Why can't I force a specific cipher with the openssl app with TLS 1.3?

Matt Caswell matt at openssl.org
Fri Nov 15 09:25:10 UTC 2019

On 14/11/2019 22:30, Phil Neumiller wrote:
> Hi Matt, 
> That works fine for 256 as you mentioned.  I trying to speak to a piece of
> hardware that has one supported cipher, i.e.
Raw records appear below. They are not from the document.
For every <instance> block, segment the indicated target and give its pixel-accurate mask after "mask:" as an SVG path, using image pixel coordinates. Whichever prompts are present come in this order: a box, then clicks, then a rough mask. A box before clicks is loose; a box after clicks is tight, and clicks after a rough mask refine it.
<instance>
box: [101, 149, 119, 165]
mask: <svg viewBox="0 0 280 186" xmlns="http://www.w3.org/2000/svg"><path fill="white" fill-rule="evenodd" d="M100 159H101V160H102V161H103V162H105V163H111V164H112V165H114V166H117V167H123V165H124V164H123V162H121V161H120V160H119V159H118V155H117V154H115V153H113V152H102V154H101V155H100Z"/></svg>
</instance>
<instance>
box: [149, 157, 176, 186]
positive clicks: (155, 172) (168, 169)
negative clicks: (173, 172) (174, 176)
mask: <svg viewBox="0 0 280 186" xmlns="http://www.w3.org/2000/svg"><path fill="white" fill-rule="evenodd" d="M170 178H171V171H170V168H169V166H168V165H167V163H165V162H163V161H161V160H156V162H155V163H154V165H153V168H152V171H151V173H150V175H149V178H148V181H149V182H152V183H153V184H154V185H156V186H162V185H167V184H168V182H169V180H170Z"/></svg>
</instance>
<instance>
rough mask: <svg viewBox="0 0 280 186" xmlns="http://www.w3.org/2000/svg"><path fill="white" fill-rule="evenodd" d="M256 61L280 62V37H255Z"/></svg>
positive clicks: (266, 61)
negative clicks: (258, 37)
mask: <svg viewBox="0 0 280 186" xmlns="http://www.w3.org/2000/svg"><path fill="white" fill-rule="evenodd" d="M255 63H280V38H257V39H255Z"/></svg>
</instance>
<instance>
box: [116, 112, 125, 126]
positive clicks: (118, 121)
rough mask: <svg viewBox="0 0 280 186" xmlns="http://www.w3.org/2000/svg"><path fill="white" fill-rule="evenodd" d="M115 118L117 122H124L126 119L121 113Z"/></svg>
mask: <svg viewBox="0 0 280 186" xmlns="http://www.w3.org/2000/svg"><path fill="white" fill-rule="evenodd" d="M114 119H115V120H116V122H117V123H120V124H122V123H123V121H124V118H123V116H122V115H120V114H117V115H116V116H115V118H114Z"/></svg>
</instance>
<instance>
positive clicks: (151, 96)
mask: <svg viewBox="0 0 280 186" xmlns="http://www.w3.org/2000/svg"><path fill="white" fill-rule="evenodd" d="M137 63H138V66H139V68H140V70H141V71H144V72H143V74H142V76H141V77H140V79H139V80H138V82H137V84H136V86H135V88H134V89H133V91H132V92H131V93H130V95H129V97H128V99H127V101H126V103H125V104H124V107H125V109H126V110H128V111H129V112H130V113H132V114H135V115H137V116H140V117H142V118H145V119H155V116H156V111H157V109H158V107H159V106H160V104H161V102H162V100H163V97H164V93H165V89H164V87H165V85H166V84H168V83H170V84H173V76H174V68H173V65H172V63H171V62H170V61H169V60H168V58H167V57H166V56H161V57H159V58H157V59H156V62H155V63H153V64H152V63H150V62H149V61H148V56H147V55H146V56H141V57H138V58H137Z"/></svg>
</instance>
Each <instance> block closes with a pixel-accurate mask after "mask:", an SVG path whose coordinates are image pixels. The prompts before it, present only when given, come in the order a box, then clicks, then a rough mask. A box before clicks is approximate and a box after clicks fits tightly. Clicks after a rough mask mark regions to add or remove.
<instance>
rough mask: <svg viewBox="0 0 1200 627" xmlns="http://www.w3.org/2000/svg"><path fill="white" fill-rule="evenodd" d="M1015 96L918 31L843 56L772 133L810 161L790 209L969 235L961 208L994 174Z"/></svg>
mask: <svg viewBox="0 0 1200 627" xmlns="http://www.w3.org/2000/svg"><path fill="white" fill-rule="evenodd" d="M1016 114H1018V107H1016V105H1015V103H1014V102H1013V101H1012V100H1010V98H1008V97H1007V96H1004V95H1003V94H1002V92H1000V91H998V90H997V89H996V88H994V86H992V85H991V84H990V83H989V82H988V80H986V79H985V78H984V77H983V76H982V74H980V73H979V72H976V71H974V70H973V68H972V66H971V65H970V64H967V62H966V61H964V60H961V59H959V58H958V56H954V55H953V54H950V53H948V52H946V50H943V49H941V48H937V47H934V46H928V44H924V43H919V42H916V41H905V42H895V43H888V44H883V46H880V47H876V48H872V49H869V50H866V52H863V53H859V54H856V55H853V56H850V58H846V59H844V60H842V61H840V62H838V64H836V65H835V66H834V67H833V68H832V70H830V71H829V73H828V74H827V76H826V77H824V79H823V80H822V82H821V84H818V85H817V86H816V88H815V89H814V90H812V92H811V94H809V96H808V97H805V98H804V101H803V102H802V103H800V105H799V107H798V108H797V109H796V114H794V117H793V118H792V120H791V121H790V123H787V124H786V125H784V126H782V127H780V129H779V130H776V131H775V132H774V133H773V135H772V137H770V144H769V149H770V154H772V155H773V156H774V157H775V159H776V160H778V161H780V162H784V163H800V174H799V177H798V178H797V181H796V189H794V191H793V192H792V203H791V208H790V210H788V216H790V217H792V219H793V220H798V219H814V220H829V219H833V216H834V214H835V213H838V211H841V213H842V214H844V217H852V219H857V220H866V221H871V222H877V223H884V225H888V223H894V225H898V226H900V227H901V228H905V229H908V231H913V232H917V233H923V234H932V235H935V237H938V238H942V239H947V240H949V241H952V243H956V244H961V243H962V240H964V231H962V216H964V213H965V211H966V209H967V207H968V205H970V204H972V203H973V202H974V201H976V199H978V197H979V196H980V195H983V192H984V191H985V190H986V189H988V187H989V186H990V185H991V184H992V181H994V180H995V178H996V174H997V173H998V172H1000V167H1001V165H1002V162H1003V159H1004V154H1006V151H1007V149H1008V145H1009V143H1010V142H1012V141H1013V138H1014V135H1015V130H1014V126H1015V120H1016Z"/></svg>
TLS_AES_256_GCM_SHA384.  I
> tried the naive approach of 
> PSK=63ef2024b1
> openssl s_server -accept 4433 -tls1_3  -nocert -psk $PSK -sigalgs RSA+SHA384
> -ciphersuites TLS_AES_256_GCM_SHA384
> And the server starts up as it does with ECDSA+SHA384.  However, 
> PSK=63ef2024b1
> openssl s_client -tls1_3 -psk $PSK -connect :4433 -sigalgs RSA+SHA384
> -ciphersuites TLS_AES_256_GCM_SHA384
> Fails with invalid signature algorithm - which from your post I'm
> interpreting as I need a session file.  The link you mentioned in your post
> only describes the problem from the call back or API perspective and I was
> really hoping to get this to work with something like:
> openssl s_server -session_file fname ...
> But when I follow that link it doesn't describe how to create the file.  I
> seem to be misinterpreting something.

Both s_client and s_server have the option of taking a psk session file
on the command line using the "-psk_session" option (sorry I think I
referred to this as "-psksession" in my previous email - without the
underscore) - but you need to have a session file already in existence
in order for that to work.

It might be nice if we added a new option "-pskmd" or similar which
enabled you to specify the md from the command line without having to
have a session file first. However that isn't currently possible.

Ideally you would create your session file in the manner described on
the man page I linked to. However that does require some C programming.

There is a "hack" you can use to generate a session file from the
command line. However this will generate a new random PSK so if you have
a specific value already that you need to use then it won't help. I also
wouldn't necessarily recommend this approach for production use - but
for testing purposes it should be fine. You'll need a server certificate
and server key in order to generate the file (any certificate including
self-signed will be just fine).

Run an s_server instance like this, specifying your cert/key:

$ openssl s_server -ciphersuites TLS_AES_256_GCM_SHA384 -cert server.pem
-key server.pem

Now connect via s_client:

$ openssl s_client -ciphersuites TLS_AES_256_GCM_SHA384 -sess_out

This will generate you a session file called psksession.pem compatible
with the TLS_AES_256_GCM_SHA384 ciphersuite.

Now you should be able to use it as a PSK:

$ openssl s_server -psk_session psksession.pem -nocert -ciphersuites
$ openssl s_client -ciphersuites TLS_AES_256_GCM_SHA384 -psk_session

However if you need to use a a specific PSK value then, at the moment,
the only real choice is to programmatically create the session file.